- Outfielder / First baseman
- Born: February 12, 1992 (age 34) Mobile, Alabama, U.S.
- Batted: LeftThrew: Left

MLB debut
- September 8, 2016, for the Colorado Rockies

Last MLB appearance
- October 2, 2016, for the Colorado Rockies

MLB statistics
- Batting average: .444
- Home runs: 0
- Runs batted in: 2
- Stats at Baseball Reference

Teams
- Colorado Rockies (2016);

= Jordan Patterson =

American baseball player (born 1992)

Jordan Andrew Patterson (born February 12, 1992) is an American former professional baseball outfielder and first baseman. He played in Major League Baseball (MLB) for the Colorado Rockies.

==Amateur career==
At Baker High School in Mobile County, Alabama, Patterson played four years of baseball, football and basketball. As a senior, he had a 1.63 earned run average and hit .439 with 17 extra-base hits and eight stolen bases.

Patterson initially intended to accept a scholarship to play college baseball at Mississippi Gulf Coast Community College but changed his commitment to the University of South Alabama shortly before the fall semester began. In 2012, he played collegiate summer baseball with the Bourne Braves of the Cape Cod Baseball League. As a junior, he was the Sun Belt Conference Player of the Year.

==Professional career==
===Colorado Rockies===
He was drafted by the Colorado Rockies in the fourth round of the 2013 Major League Baseball draft. He made his professional debut with the Grand Junction Rockies and spent 2014 with the Asheville Tourists. Patterson started 2015 with Modesto Nuts and was promoted to the Double-A New Britain Rock Cats in July. During the final month of the season he transitioned into a first baseman. Patterson was promoted to the Major Leagues on September 6, 2016. He was designated for assignment by the Rockies on November 20, 2018.

===Toronto Blue Jays===
On November 26, 2018, Patterson was claimed off waivers by the New York Mets. Three days later, he was claimed off waivers again, this time by the Cincinnati Reds. The next day, Patterson was non-tendered and became a free agent. On December 4, he re-signed with Cincinnati on a minor league contract. On March 27, 2019, Patterson was traded to the Toronto Blue Jays. He played in 104 games for the Triple–A Buffalo Bisons, hitting .234/.308/.432 with 16 home runs and 47 RBI. Patterson elected free agency following the season on November 4.

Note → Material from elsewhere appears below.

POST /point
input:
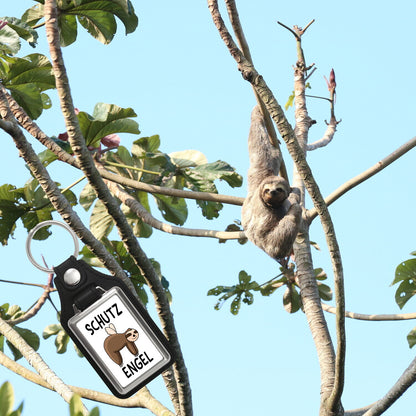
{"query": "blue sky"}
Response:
(178, 76)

On February 23, 2020, Patterson signed a minor league contract with the Chicago Cubs. He did not play in a game in 2020 due to the cancellation of the minor league season because of the COVID-19 pandemic. Patterson was released by the Cubs organization on May 28.

===Fargo-Moorhead RedHawks===
On July 12, 2020, Patterson signed with the Fargo-Moorhead RedHawks of the American Association of Independent Professional Baseball. In 13 games for Fargo, he hit .122/.163/.195 with no home runs and no RBI. Patterson was released by the club on July 31.